I’ll continue to sing my own song.

 

I cannot swim.

But I’ll dive into the depths

I cannot say those words,

The ones closest to my chest.

I cannot run,

Unless it is from Kings.

I cannot fly.

But fuck it, I’ll do it anyway.

I am the hawk with no wings.

 

Baby, we’re just moth on a merry go round

Scrambling towards flashing lights

Strangled by life’s circle

Where the only direction is right

But I say No. I choose Wrong.

And yes, the punters laugh at me,

Yes, my journey is long.

But Darling, it’s time to stop this ride,

We deserve the freedom of this carnival,

I need to live, not just be alive.

 

Before we go any further, I know that this is hard.

I have seen my chandelier dreams,

Shattered into shards.

I have seen my carcass of hope, rotting in the sun.

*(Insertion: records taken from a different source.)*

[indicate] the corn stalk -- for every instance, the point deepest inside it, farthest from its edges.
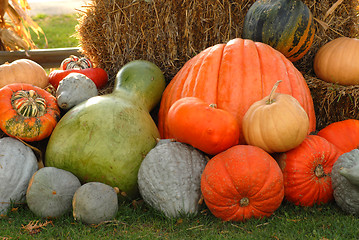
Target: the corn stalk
(15, 29)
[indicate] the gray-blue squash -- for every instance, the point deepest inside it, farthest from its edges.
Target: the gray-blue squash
(345, 181)
(169, 178)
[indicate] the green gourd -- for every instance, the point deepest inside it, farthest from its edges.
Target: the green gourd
(345, 181)
(105, 138)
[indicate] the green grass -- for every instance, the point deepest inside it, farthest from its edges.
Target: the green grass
(59, 31)
(288, 222)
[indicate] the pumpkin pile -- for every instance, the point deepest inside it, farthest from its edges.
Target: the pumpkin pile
(235, 127)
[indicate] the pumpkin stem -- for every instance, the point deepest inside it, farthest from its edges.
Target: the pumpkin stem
(271, 95)
(319, 171)
(244, 202)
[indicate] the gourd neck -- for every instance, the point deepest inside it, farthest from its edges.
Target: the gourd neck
(141, 82)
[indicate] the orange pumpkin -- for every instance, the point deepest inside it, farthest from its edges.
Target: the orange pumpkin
(203, 126)
(343, 134)
(23, 71)
(27, 112)
(242, 182)
(337, 61)
(306, 171)
(277, 123)
(234, 76)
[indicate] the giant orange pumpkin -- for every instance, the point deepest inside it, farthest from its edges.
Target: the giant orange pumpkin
(234, 76)
(242, 182)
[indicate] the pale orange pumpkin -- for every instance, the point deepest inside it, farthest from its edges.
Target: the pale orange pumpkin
(337, 61)
(277, 123)
(23, 71)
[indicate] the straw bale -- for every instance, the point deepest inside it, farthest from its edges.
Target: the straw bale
(332, 102)
(169, 33)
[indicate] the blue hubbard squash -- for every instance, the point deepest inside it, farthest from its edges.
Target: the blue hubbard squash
(286, 25)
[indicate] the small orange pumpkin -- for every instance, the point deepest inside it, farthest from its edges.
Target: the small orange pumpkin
(23, 71)
(337, 61)
(27, 112)
(306, 171)
(204, 126)
(242, 182)
(277, 123)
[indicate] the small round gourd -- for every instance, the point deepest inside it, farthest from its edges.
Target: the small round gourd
(345, 181)
(169, 178)
(74, 89)
(50, 192)
(95, 202)
(17, 164)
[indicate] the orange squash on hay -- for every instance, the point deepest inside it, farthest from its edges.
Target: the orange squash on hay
(234, 76)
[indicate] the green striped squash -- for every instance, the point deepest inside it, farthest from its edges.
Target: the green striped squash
(286, 25)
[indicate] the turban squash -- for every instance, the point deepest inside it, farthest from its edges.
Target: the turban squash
(234, 76)
(27, 112)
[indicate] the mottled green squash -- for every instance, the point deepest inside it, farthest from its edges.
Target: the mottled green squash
(105, 138)
(286, 25)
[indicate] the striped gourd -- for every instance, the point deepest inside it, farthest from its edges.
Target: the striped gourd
(286, 25)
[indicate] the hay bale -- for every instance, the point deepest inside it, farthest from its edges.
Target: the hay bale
(332, 102)
(169, 33)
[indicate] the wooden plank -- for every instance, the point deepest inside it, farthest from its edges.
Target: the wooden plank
(47, 58)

And I was the vulture that picked the bones

Until the light of day was gone.

 

Yes, I have my freedom

Yes, I experience loneliness

Yes, sometimes my heart aches so, that I’ve had tea with death.

Yes, I wanted to give up,

before I’d said I’d tried

And yes, I am a long way from the place I thought I belonged

And sometimes I want to cut the wire

And pull myself home.

 

But I refuse, I refuse, I refuse.

Whatever you do, please remember this.

 

Baby, they taunt us.

And they will do so for the rest of our lives,

Unless we prove ourselves from the righteous view of their eyes.

But I would rather be cursed, torn, hurt, beaten down,

Have my guts pulled out, wear a bleeding, wretched frown

Have every breath draw from my body, until I cannot stand

Than live a drunken fool, starved by ignorance in some utopian land.